Runaway inequality is now America’s most critical economic fact of life. In 1970, the ratio of pay between the top 100 CEOs and the average worker was 45 to 1. Today it is a shocking 829 to one! During that time a new economic philosophy set in that cut taxes, deregulated finance, and trimmed social spending. Those policies set in motion a process that greatly expanded the power of financial interests to accelerate inequality. But how exactly does that happen?

Using easy-to-understand charts and graphs, Runaway Inequality explains the process by which corporation after corporation falls victim to systematic wealth extraction by banks, private equity firms, and hedge funds. It reveals how financial strip-mining puts enormous downward pressure on jobs, wages, benefits, and working conditions, while boosting the incomes of financial elites.

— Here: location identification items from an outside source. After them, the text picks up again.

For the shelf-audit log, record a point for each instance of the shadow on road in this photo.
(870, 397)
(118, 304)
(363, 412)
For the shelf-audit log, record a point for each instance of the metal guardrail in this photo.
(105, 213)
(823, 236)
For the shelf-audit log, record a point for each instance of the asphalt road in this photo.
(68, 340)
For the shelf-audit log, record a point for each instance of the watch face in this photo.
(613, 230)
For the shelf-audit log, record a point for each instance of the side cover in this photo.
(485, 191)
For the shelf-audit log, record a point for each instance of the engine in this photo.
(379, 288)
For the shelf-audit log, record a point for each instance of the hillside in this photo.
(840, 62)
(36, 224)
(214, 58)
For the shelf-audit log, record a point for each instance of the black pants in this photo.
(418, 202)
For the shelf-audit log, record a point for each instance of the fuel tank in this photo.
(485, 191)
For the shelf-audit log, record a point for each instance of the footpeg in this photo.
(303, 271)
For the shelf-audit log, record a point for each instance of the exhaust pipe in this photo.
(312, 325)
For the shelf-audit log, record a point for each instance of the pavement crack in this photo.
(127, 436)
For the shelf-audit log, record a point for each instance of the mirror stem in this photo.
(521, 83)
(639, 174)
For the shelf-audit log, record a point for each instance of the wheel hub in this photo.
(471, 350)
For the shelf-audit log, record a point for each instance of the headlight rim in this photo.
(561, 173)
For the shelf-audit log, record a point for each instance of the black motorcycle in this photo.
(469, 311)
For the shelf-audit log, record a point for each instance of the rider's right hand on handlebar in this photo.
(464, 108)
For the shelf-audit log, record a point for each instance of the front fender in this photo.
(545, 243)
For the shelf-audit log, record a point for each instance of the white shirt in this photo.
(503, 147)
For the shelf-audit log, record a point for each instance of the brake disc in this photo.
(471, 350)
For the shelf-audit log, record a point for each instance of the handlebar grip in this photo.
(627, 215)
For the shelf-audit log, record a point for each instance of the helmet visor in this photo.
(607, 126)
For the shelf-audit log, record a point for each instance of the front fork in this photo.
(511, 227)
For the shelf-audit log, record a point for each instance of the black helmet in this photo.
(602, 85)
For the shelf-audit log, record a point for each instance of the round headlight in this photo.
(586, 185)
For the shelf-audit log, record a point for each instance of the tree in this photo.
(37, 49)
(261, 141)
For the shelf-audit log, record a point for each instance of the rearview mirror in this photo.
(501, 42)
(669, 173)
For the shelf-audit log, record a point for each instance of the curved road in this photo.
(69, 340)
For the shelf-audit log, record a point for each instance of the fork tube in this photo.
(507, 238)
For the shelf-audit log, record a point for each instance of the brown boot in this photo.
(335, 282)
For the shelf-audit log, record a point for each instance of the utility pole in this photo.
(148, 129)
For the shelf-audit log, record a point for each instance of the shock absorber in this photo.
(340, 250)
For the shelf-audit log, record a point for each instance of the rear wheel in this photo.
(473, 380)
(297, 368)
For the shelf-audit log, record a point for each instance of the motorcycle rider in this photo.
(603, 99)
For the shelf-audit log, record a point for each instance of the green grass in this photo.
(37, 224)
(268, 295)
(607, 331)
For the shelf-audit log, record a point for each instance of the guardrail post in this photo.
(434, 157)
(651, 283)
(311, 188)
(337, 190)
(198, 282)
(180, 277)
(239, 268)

But Runaway Inequality does more than make sense of our economic plight. It also shows why virtually all the key issues that we face—from climate change to the exploding prison population—are intimately connected to rising economic inequality.

Most importantly, Runaway Inequality calls upon us to build a common movement to tackle the sources of increasing income and wealth inequality. As the author makes clear, the problem will not cure itself. It will take enormous energy and dedication to bring economic justice and fairness back to American society.

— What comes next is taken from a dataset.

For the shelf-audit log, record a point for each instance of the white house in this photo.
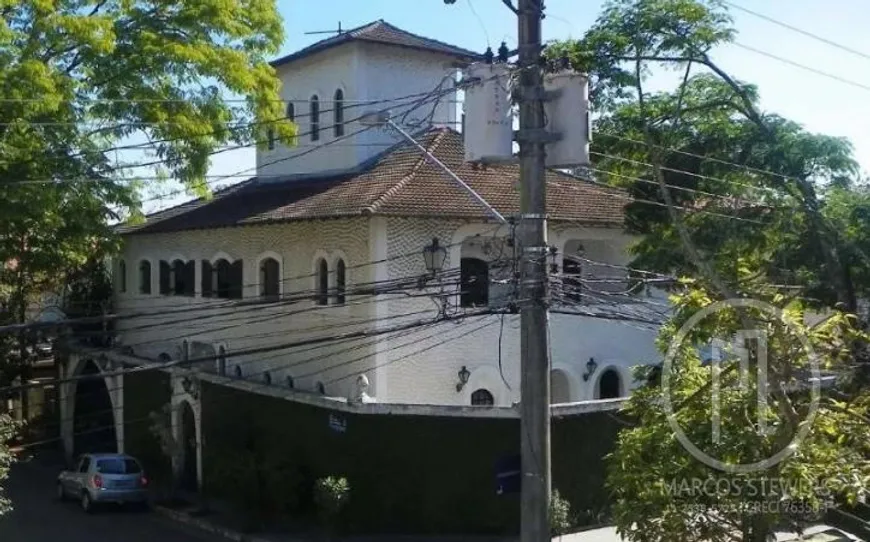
(311, 274)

The book is divided into four parts:

  • Part I: What is the fundamental cause of runaway economic inequality? What has made our economy less fair and left most of us less secure?
  • Part II: How does the United States really compare with other major developed countries?  How do we stack up on quality of life, health, and well-being?
  • Part III:  What does economic inequality have to do with so many of the critical issues we face, including taxes, debt, education, criminal justice, racism, climate change, foreign trade, and war?
  • Part IV: What concrete steps can we take to begin building a fair and just society?   

From the book: “There is nothing in the economic universe that will automatically rescue us from runaway inequality. There is no pendulum, no invisible political force that ‘naturally’ will swing back towards economic fairness. Either we wage a large-scale battle for economic, social, and environmental justice, or we will witness the continued deterioration of the world we inhabit. The arc of capitalism does not bend towards justice. We must bend it.”